I'm really tired, so I'm not going to write anywhere near as much as I could. But I want to say simply that this NYT Books article absolutely disgusted me.
It disgusts me that Chabon, Eggers, and Wallace are supposed to be the "great male writers" of our time.
It disgusts me that Mailer, Roth, and Updike are supposed to be the "great male writers" of any time.
It disgusts me that anyone, woman or man, would be comfortable with this analysis of our current state of sexuality in america.
It disgusts me that anyone, woman or man, might possibly read an article like this an not get as disgusted and upset as I am right now.
There is an un-severable, bloody-uterine-appendage connection between sex and writing. It is thick, rigid, wet, tight, and secreting out of any literature. Not just the overtly sexual writing, and not just the graphic writing. If you read the sex of any of these listed authors, you are reading the most stilted, white, middle class, faux-intellectual, marginal american sex ever. This represents the worst that the american sex drive has to offer. Virginized christian america is more interesting, because it at least has a hang up, and teenage pregnancies. For goodness sake, if I wanted to re-read the tender violations of mainstream sexuality, I could read Cosmopolitan.

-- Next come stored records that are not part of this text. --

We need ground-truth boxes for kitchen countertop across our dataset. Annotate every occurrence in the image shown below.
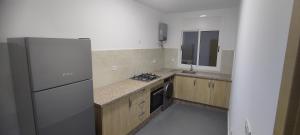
[94,69,231,106]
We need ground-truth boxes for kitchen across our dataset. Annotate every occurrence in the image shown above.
[0,0,296,135]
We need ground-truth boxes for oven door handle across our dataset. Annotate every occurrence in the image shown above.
[153,89,164,96]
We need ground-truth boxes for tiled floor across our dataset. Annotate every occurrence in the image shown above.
[136,103,227,135]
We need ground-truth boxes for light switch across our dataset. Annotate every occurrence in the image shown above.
[111,66,118,71]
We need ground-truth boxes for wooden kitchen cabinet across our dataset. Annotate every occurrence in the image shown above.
[173,76,231,108]
[174,76,196,101]
[129,89,150,129]
[193,79,211,104]
[96,88,150,135]
[209,80,231,108]
[98,97,130,135]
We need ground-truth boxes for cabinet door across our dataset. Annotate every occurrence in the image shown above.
[129,89,150,129]
[102,97,130,135]
[193,79,211,104]
[174,76,197,101]
[210,81,230,108]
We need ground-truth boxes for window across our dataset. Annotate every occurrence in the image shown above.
[181,31,219,68]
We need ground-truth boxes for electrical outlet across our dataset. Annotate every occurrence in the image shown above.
[245,119,252,135]
[171,58,175,62]
[152,59,157,64]
[111,66,118,71]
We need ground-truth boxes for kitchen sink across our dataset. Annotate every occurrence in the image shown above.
[182,70,196,74]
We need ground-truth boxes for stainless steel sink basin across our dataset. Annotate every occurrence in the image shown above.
[182,70,196,74]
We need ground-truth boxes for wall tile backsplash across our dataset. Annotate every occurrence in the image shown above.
[92,48,234,88]
[92,48,164,88]
[164,48,234,74]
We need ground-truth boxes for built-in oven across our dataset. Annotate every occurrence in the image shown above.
[150,84,164,113]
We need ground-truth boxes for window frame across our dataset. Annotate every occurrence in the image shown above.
[178,29,222,72]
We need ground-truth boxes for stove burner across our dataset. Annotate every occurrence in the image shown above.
[131,73,159,81]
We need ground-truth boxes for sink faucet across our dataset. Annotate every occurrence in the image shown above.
[190,63,193,71]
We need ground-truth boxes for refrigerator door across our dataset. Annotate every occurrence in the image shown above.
[25,38,92,91]
[33,80,95,135]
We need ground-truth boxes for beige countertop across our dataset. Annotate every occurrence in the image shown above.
[94,69,231,106]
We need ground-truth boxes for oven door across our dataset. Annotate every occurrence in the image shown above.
[150,87,164,113]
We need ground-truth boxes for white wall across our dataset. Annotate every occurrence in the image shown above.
[0,0,161,50]
[164,8,239,50]
[229,0,293,135]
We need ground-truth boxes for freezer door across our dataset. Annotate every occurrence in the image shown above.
[25,38,92,91]
[33,80,95,135]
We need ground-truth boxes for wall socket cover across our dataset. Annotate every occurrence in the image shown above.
[152,59,157,63]
[111,66,118,71]
[245,119,252,135]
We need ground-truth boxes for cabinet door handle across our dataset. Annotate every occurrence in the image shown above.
[128,97,132,108]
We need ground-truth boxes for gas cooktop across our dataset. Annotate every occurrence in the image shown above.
[131,73,159,82]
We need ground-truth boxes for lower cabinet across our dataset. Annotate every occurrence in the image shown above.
[96,88,150,135]
[174,76,231,108]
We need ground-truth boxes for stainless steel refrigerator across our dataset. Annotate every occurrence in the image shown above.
[8,38,95,135]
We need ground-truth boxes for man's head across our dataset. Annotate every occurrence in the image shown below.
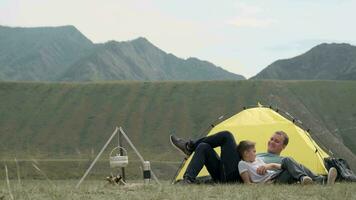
[267,131,289,155]
[237,140,256,162]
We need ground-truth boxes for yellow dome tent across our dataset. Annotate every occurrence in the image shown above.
[175,104,329,181]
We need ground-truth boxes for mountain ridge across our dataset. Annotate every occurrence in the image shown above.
[251,43,356,80]
[0,25,245,81]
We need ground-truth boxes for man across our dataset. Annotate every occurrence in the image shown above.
[170,131,335,183]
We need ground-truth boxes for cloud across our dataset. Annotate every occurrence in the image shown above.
[225,1,277,28]
[226,17,276,28]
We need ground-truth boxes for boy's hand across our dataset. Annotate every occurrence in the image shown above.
[257,165,267,175]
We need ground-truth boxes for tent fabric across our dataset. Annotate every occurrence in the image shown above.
[175,105,329,181]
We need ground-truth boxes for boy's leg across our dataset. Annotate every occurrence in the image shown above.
[183,143,221,182]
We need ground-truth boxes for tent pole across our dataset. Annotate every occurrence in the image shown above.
[116,126,161,185]
[116,130,126,181]
[75,127,118,188]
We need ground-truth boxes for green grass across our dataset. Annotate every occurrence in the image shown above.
[0,180,356,200]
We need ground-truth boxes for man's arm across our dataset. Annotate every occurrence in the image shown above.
[240,171,252,184]
[265,163,281,170]
[257,163,281,175]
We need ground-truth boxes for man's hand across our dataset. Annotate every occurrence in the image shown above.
[257,165,267,175]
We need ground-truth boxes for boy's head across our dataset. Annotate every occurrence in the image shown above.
[237,140,256,162]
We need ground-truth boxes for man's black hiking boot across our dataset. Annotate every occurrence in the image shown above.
[169,135,192,156]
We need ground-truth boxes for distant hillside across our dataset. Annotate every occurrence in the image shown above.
[0,26,245,81]
[0,26,94,81]
[0,81,356,169]
[252,43,356,80]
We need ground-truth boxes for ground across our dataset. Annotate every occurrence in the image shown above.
[0,180,356,200]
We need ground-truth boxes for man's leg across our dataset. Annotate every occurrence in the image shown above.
[183,142,221,182]
[277,157,326,184]
[189,131,241,182]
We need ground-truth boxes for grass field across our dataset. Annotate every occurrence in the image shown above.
[0,180,356,200]
[0,80,356,172]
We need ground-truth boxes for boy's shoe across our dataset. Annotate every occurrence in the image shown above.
[327,167,337,185]
[169,135,192,156]
[300,176,313,185]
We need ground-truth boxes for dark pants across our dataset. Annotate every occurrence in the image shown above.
[184,131,241,183]
[274,157,325,184]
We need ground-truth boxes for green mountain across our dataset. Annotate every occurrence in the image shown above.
[0,81,356,169]
[0,26,245,81]
[251,43,356,80]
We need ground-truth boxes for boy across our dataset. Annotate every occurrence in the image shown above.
[237,140,337,184]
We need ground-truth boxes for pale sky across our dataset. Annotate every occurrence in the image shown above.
[0,0,356,78]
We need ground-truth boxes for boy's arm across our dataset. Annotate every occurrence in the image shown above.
[240,171,252,184]
[265,163,281,170]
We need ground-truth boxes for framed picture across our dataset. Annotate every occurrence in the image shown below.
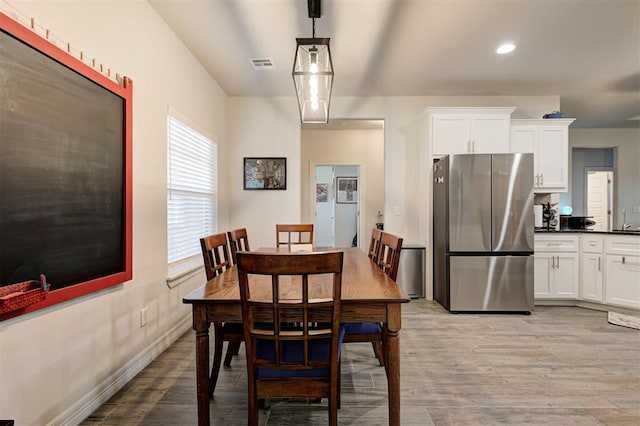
[336,177,358,204]
[316,183,329,203]
[244,157,287,189]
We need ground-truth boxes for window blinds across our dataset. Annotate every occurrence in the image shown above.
[167,115,218,263]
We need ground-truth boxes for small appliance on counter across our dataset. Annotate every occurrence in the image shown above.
[542,203,558,231]
[560,214,596,231]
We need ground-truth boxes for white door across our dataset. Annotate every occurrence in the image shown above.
[334,166,362,247]
[314,166,335,247]
[587,171,612,231]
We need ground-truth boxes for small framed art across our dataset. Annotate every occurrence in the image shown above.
[244,157,287,190]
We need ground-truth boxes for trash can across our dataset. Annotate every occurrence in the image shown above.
[396,245,427,299]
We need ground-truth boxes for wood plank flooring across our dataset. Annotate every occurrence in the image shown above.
[82,299,640,426]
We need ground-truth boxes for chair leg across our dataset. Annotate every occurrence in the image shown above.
[371,342,384,367]
[223,341,240,367]
[209,322,224,398]
[329,389,340,426]
[337,356,342,410]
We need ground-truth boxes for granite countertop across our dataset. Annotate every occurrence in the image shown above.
[535,229,640,235]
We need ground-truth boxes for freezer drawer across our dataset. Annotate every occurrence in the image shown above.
[396,245,426,299]
[449,256,533,312]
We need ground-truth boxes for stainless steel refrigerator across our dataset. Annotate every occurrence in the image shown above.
[433,153,534,313]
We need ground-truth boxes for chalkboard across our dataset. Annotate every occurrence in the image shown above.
[0,12,130,316]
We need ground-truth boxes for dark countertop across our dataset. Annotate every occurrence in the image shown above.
[535,229,640,235]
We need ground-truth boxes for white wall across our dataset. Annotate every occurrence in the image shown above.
[560,127,640,228]
[0,0,230,425]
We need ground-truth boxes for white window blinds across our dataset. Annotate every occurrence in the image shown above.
[167,115,218,263]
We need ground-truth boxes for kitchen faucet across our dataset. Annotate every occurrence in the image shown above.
[622,209,631,231]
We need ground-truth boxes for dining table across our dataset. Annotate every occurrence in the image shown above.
[183,247,410,426]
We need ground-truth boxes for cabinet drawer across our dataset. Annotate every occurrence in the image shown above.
[581,235,604,253]
[605,235,640,256]
[534,235,579,252]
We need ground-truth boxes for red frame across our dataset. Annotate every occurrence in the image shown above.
[0,12,133,321]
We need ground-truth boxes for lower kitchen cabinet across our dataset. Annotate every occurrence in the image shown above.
[605,254,640,309]
[604,235,640,309]
[582,253,604,303]
[534,253,579,299]
[534,235,580,299]
[580,235,605,303]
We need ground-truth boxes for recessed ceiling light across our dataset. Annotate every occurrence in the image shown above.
[496,43,516,55]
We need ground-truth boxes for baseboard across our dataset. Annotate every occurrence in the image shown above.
[47,313,192,426]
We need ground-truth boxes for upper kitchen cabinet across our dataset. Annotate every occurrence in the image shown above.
[511,118,575,192]
[427,107,515,157]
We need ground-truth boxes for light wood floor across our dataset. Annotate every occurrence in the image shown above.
[83,299,640,426]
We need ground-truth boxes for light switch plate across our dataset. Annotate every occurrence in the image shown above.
[140,308,148,328]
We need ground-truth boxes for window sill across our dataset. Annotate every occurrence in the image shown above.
[167,256,204,288]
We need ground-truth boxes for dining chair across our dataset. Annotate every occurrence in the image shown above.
[369,228,382,264]
[237,251,344,425]
[200,232,243,397]
[276,223,313,247]
[227,228,251,265]
[344,230,403,366]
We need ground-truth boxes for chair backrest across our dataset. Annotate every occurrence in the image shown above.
[369,228,382,263]
[200,232,231,280]
[378,232,402,281]
[276,223,313,247]
[237,251,343,383]
[227,228,251,265]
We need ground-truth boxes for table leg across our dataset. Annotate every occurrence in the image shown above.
[193,304,210,426]
[383,304,401,426]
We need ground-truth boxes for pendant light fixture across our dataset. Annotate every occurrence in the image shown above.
[292,0,333,123]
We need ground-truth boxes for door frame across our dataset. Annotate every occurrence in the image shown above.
[582,166,616,231]
[309,161,367,248]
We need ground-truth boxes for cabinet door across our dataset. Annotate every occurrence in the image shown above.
[431,114,471,155]
[511,126,538,154]
[581,252,604,302]
[536,127,569,192]
[553,253,579,299]
[533,253,553,299]
[605,254,640,308]
[471,114,511,153]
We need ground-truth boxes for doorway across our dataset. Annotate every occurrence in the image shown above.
[585,167,613,231]
[311,164,362,247]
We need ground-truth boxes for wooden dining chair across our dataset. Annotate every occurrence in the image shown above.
[344,232,403,366]
[237,251,344,425]
[227,228,251,265]
[378,232,403,281]
[369,228,382,264]
[200,232,243,397]
[276,223,313,247]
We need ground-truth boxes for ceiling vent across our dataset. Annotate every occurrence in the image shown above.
[251,58,275,70]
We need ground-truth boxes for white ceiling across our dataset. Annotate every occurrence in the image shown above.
[149,0,640,128]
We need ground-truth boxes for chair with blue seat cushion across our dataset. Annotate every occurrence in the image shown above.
[343,229,403,365]
[227,228,251,265]
[200,233,243,397]
[236,251,344,425]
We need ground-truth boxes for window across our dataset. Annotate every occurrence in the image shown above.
[167,114,218,264]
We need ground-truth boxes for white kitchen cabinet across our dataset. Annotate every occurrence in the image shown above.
[580,235,605,303]
[510,118,575,192]
[428,107,515,156]
[534,234,580,299]
[605,235,640,309]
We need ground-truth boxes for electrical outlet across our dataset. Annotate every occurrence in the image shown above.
[140,307,148,328]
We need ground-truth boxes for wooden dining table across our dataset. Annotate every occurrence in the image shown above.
[183,247,410,425]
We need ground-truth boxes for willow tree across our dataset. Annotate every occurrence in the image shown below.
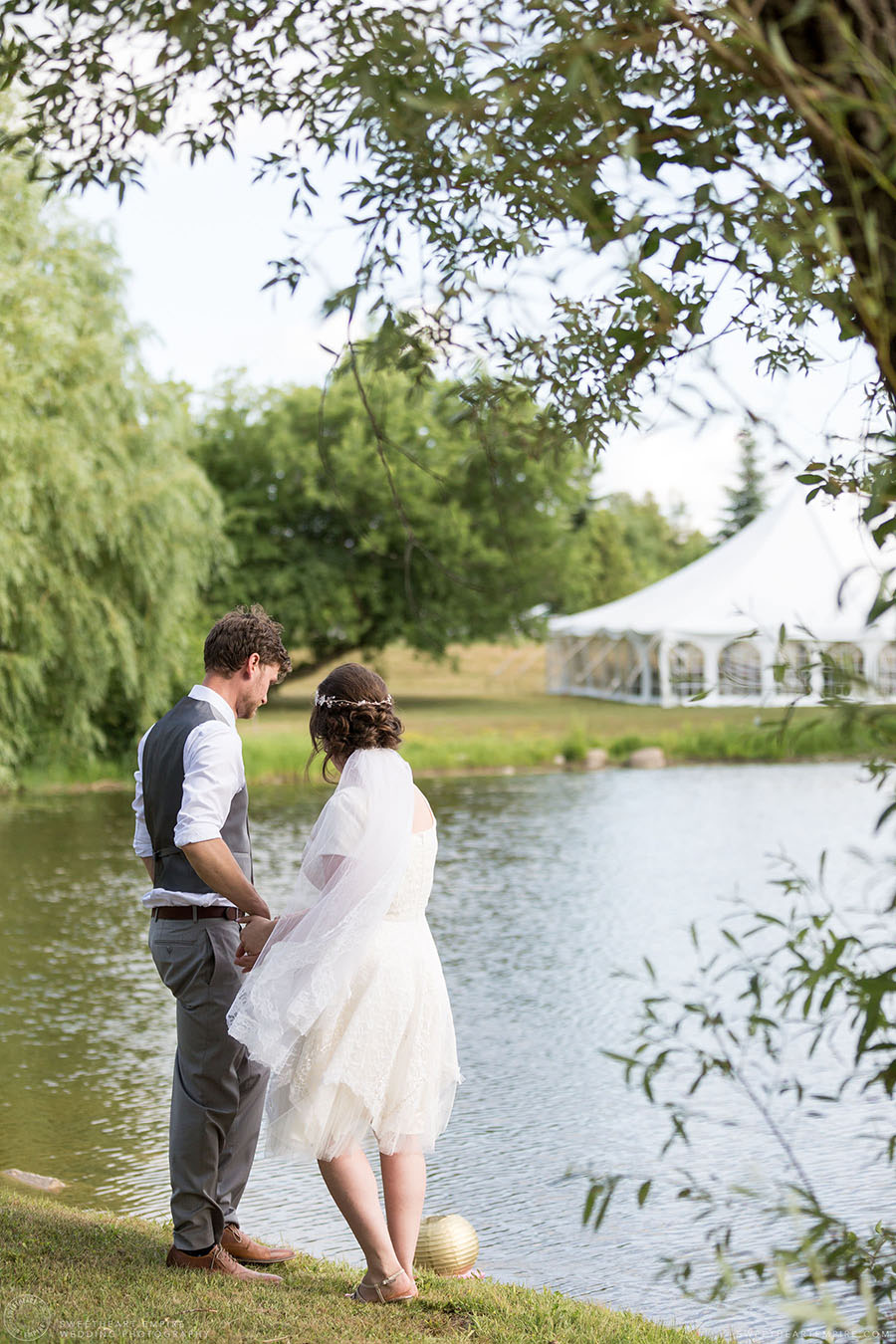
[0,142,220,783]
[0,0,896,484]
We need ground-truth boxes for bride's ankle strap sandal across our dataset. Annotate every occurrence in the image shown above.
[345,1268,418,1306]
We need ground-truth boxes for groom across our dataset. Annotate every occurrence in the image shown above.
[133,606,295,1285]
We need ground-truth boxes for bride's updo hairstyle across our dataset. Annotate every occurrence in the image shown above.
[308,663,404,784]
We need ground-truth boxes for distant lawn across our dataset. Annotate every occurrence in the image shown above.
[14,641,896,788]
[241,642,896,780]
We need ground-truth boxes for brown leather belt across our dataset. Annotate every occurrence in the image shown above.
[151,906,239,919]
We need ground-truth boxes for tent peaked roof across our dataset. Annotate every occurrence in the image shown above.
[551,485,896,642]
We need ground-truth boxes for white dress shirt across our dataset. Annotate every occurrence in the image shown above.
[133,686,246,909]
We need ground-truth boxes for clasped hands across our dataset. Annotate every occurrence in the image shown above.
[234,915,277,975]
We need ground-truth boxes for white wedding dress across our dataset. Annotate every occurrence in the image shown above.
[260,807,461,1159]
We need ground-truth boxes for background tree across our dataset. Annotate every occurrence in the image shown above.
[0,142,223,781]
[195,357,703,665]
[0,0,896,484]
[719,429,766,542]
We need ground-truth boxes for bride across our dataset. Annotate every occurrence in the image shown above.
[227,663,461,1302]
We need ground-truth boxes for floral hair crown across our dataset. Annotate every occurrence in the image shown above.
[315,691,392,710]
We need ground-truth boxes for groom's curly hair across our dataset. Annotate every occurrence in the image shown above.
[305,663,404,784]
[204,603,293,683]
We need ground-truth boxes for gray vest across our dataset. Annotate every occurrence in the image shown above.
[142,695,253,895]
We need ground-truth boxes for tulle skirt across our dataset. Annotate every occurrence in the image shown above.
[260,915,461,1159]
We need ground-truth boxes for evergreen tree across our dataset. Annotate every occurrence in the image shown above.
[719,429,766,542]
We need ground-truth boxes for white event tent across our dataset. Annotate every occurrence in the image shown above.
[547,485,896,706]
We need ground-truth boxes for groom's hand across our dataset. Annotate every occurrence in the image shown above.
[234,915,277,973]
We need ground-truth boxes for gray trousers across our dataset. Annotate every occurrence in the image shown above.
[149,918,268,1251]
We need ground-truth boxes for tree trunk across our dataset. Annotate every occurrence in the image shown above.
[752,0,896,403]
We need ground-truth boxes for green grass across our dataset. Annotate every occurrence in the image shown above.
[0,1187,715,1344]
[12,644,896,788]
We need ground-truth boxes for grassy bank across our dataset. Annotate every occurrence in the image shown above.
[233,642,896,780]
[0,1187,707,1344]
[22,642,896,788]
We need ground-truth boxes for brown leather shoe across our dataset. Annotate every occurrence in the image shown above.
[165,1245,284,1285]
[220,1224,296,1264]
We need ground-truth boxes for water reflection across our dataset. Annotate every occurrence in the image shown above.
[0,765,892,1340]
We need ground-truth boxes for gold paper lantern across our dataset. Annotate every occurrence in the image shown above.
[414,1214,480,1277]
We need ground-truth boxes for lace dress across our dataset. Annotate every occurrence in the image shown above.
[266,825,461,1159]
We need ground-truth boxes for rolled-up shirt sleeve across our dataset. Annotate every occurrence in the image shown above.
[174,719,246,849]
[131,733,153,859]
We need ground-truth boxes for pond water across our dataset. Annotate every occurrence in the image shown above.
[0,764,893,1341]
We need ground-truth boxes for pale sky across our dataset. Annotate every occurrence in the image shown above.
[74,133,870,533]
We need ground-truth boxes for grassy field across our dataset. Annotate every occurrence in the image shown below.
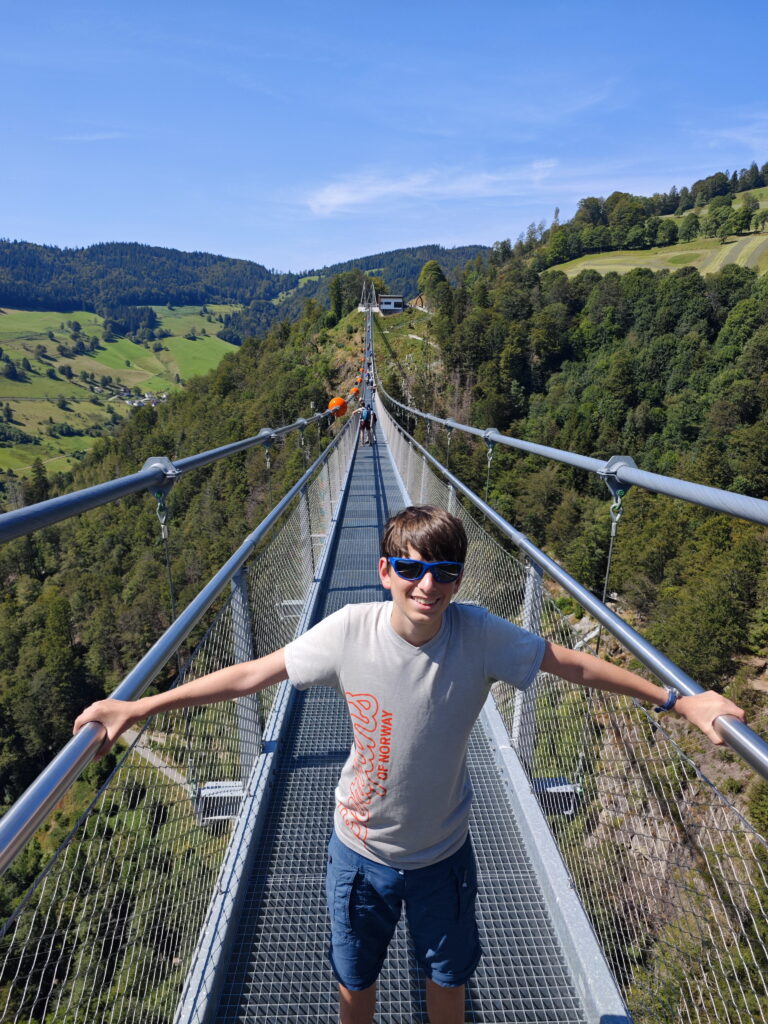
[0,305,236,475]
[553,233,768,278]
[553,187,768,278]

The problem with all of these authors, is that they set up a false dichotomy between the "mainstream facade" of american sex, and the "violation of the facade". All of them, in their own degree, are inflating a blow-up doll, and then knocking it down. I would hazard a guess that this represents 1% of americans view on life. They have a certain view of sex, and then worry themselves sick about the few contradictions of that view they are able to discover.
The rest of america, is fucking. Or they're watching porn, or watching VH1, or watching each other fuck on cell phone video, or hating sex, or killing people who have sex, or raping people (like, actually raping people, not just insulting them) or putting pictures of their penis on Craigslist. All of this is going on, 24 hours a day, and we're supposed to act like anything Dave Eggers says about sex is relevant?
Of course nobody is going to capture the complete package. But claiming that a high-brow novelist is even close to the truth is like a New Yorker treating their own sex life as anthropological archetype. Which they do, by the way. As do people from all over the country, all the time, 24 hours a day.
Everybody in this country thinks they know how to cure everyone else's sex life, while they can't see the problems with their own, while they watch other people have sex on TV, while they have sex themselves. This incredible non-stop orgy of the mind and body and everyone else's mind and body IS american sex. One of Burroughs' speed dreams about aliens and assholes is a lot closer to the truth than a novelist's Anytown, USA. The thing the NYT, and all of their canon miss, is the SPEED of sex. It is happening, all over the country, all the time, accelerating. Britney Spears' naked crotch is BREAKING NEWS in this dimension! What dimension is the NYT living in?
Alright, part of my anger is that I just wrote a novella outlining this basic concept, and to see wet blankets like the above names cited as "america's male authors" cuts into me like a 9" plastic stripper heel.
But apart from that, it really kills me that americans can continue to be so blind about their own sex lives. You can read all the literature you want, whether it be misogynist novelists or french feminists. But if you still cannot see the sex going on out the window in the middle of the street in the daytime, if you still cannot plug literature into your body as well as your mind, if you still cannot talk and read about sex while having actual sex, then how can we say we've progressed past or through anything? The key to sex in literature is not that literature IS sex, it is that we read with our eyes, think with our minds, speak with our mouths, and write with our hands, and then turn right around and use these VERY SAME body parts to pleasure ourselves and others. A metaphor is a working link, not a costume. Literature does not "take the place of", but "connects between". As it is for words, it is for body parts.
okay, well thanks for listening. I'm off to bed.